We get called for a lift assist. We find a man lying face down on the carpet on top of a pile of papers. He is naked except for a dirty purlple bathrobe. His wife is sitting in an armchair.We ask him if he is hurt, but he starts jabbering about how long he has been down. I am not quite following him. He says something about how as a boy he used to milk the cows. When we try to get him up, he keeps saying "holdon holdon holdon." I get tired of him stalling, and since he doesn't appear hurt, we get him right up to his feet. He looks at me with a gleam in his eyes. "I know you, you're that guy. That's right. I could have sold you my car, but then where would you be?" He has a shake to his head and outstretched hand that reminds me of Kramer from "seinfeld." "Yes," he says. "Its all written down. It's all been recorded."

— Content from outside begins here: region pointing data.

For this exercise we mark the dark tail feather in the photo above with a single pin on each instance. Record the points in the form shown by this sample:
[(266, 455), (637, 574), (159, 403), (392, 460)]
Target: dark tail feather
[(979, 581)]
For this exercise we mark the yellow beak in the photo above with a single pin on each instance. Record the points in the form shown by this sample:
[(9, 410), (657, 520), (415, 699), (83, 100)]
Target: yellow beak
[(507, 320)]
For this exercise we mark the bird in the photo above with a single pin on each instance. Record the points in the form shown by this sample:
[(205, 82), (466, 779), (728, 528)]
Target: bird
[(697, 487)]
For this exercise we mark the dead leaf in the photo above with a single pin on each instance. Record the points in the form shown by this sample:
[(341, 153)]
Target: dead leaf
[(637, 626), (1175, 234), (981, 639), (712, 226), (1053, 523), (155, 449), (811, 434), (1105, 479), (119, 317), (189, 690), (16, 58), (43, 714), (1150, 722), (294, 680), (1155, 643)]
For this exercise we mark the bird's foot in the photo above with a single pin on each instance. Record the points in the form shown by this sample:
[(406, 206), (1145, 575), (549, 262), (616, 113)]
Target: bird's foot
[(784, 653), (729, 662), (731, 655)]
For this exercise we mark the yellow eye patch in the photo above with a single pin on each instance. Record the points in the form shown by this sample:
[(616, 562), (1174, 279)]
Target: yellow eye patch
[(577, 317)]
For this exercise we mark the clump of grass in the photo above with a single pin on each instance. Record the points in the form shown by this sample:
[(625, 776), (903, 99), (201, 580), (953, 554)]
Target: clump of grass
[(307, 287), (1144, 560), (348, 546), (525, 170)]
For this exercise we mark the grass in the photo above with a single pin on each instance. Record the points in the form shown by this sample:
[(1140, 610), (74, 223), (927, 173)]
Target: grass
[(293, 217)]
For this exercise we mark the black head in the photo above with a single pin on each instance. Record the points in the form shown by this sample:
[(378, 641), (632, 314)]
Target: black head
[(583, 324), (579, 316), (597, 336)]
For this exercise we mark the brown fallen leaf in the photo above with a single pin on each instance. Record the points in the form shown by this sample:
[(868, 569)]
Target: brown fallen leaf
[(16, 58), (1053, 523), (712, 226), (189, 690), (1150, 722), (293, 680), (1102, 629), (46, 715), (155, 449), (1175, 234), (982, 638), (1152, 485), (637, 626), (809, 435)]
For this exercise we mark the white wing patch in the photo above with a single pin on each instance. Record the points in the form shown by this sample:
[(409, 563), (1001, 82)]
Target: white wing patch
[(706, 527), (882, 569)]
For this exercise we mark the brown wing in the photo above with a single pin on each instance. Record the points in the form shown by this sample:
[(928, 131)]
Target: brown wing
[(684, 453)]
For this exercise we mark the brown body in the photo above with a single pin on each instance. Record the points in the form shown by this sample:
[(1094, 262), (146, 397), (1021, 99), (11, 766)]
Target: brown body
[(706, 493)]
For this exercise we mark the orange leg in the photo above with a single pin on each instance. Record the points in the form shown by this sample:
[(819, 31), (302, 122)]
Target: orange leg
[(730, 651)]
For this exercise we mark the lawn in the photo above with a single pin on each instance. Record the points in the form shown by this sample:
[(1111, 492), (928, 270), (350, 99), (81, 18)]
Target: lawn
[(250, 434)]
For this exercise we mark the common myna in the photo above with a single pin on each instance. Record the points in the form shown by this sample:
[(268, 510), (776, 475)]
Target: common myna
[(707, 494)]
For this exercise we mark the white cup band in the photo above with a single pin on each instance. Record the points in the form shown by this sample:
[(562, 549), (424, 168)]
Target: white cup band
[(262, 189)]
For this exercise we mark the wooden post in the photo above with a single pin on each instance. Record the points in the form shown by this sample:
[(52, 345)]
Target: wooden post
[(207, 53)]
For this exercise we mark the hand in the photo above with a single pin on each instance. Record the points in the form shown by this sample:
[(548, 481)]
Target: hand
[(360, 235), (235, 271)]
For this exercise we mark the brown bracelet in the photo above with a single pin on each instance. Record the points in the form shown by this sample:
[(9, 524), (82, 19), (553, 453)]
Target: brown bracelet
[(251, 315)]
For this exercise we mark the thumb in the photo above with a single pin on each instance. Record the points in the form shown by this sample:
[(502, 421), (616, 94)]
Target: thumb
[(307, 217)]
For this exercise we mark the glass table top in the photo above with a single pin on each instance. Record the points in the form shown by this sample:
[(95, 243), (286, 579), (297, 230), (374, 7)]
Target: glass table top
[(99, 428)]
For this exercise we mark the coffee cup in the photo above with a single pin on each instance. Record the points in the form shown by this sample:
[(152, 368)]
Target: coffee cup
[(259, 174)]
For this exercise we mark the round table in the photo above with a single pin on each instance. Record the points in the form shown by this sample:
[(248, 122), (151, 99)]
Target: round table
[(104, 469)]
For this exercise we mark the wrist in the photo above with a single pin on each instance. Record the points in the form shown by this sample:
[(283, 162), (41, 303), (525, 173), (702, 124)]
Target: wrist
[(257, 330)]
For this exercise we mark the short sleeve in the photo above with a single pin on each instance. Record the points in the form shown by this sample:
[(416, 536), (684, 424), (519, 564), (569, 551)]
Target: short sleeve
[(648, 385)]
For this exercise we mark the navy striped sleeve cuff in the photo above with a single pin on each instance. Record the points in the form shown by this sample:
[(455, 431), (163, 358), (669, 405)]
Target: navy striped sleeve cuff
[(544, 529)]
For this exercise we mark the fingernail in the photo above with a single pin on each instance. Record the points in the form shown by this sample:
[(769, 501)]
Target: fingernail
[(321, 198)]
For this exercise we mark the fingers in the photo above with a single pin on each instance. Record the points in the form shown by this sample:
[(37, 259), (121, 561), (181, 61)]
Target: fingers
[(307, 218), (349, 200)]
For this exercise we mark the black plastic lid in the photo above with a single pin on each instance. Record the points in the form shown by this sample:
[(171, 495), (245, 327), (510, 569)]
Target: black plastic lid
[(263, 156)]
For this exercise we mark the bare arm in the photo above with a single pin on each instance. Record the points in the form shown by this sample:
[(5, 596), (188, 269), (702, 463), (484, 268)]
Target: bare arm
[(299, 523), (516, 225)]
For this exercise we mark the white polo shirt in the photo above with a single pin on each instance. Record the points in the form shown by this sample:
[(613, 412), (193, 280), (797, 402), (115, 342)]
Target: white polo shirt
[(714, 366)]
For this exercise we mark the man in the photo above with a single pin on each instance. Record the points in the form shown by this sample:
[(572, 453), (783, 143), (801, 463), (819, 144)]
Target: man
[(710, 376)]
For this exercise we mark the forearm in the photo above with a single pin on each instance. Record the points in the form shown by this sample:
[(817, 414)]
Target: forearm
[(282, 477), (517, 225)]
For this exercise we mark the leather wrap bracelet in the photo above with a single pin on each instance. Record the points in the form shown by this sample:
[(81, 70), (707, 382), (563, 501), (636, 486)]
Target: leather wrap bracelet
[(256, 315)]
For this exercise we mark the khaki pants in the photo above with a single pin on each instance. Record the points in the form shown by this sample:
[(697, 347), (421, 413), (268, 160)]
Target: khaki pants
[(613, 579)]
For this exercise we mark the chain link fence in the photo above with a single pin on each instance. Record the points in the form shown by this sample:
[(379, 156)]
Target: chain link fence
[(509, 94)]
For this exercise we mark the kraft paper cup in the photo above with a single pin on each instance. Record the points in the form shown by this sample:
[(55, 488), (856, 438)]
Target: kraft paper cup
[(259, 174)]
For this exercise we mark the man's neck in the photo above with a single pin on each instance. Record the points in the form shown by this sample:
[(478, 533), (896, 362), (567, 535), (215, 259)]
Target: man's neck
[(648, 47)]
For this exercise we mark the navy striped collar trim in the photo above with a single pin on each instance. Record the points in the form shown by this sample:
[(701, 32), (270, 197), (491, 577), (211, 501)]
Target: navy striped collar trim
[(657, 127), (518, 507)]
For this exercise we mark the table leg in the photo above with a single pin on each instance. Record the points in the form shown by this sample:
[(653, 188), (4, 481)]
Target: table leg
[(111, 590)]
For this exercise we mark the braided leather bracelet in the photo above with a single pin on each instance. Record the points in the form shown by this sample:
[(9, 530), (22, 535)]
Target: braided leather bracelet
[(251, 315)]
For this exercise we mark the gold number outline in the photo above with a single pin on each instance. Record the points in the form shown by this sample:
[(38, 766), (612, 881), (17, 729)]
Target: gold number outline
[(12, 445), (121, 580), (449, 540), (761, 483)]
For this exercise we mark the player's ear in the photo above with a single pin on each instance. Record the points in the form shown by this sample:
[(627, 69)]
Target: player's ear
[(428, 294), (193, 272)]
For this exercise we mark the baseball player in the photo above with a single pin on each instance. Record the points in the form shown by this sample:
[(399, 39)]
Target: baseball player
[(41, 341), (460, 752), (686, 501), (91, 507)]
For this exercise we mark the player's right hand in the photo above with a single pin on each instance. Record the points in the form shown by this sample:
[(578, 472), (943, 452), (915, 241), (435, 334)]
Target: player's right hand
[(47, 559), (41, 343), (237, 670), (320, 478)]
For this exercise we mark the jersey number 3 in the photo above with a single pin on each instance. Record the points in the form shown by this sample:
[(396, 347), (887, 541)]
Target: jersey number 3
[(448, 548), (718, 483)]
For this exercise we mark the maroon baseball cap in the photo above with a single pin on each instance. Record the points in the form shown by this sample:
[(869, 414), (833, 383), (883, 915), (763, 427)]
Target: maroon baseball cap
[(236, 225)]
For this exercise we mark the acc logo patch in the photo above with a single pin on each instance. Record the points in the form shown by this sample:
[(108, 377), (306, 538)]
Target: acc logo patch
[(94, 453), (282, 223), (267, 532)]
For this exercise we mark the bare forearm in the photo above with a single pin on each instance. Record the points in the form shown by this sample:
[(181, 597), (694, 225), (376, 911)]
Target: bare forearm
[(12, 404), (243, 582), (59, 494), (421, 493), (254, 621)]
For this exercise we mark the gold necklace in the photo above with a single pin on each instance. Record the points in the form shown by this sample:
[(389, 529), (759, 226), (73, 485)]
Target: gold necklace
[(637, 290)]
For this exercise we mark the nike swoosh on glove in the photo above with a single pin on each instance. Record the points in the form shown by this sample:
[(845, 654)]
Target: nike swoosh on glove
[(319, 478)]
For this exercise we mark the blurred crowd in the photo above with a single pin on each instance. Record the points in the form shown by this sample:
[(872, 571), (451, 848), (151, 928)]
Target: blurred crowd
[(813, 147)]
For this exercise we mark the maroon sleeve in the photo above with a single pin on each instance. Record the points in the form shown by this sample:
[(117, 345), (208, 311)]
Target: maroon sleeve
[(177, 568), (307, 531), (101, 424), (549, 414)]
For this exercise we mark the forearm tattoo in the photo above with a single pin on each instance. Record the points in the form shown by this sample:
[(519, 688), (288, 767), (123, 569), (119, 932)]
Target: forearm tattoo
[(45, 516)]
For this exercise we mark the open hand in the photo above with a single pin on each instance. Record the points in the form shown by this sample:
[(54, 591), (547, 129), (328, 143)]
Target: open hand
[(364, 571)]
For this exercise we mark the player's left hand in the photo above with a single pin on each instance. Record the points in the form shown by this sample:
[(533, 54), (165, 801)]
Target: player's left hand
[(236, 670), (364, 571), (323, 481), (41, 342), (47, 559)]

While my partner starts asking him questions, I turn to his wife. "Is he always like this?"

"Since Wednesday," she says, "It's been getting worse."

The man is completely insane. "Don't tell them a thing!" he shouts at the little terrier that runs by his legs. "They have their ways. Run, Rosco, run!"

The wife is elderly and can barely stand up. I look in the refrigerator. There are a couple of cartons of jello. That's it. She says she hasn't eaten for two days.

I ask if they have any relatives who check on them or does a visiting nurse come in. The woman says the closest relative is in Pennsylvania. No nurse has ever been to their house.

The man looks at me and declares, "It's a new world!"

We end up taking both him and his wife down to the ER. We leave a bowl of water and one of food for the dog.

***

A chest pain, sciatica, and vominting to round out the day.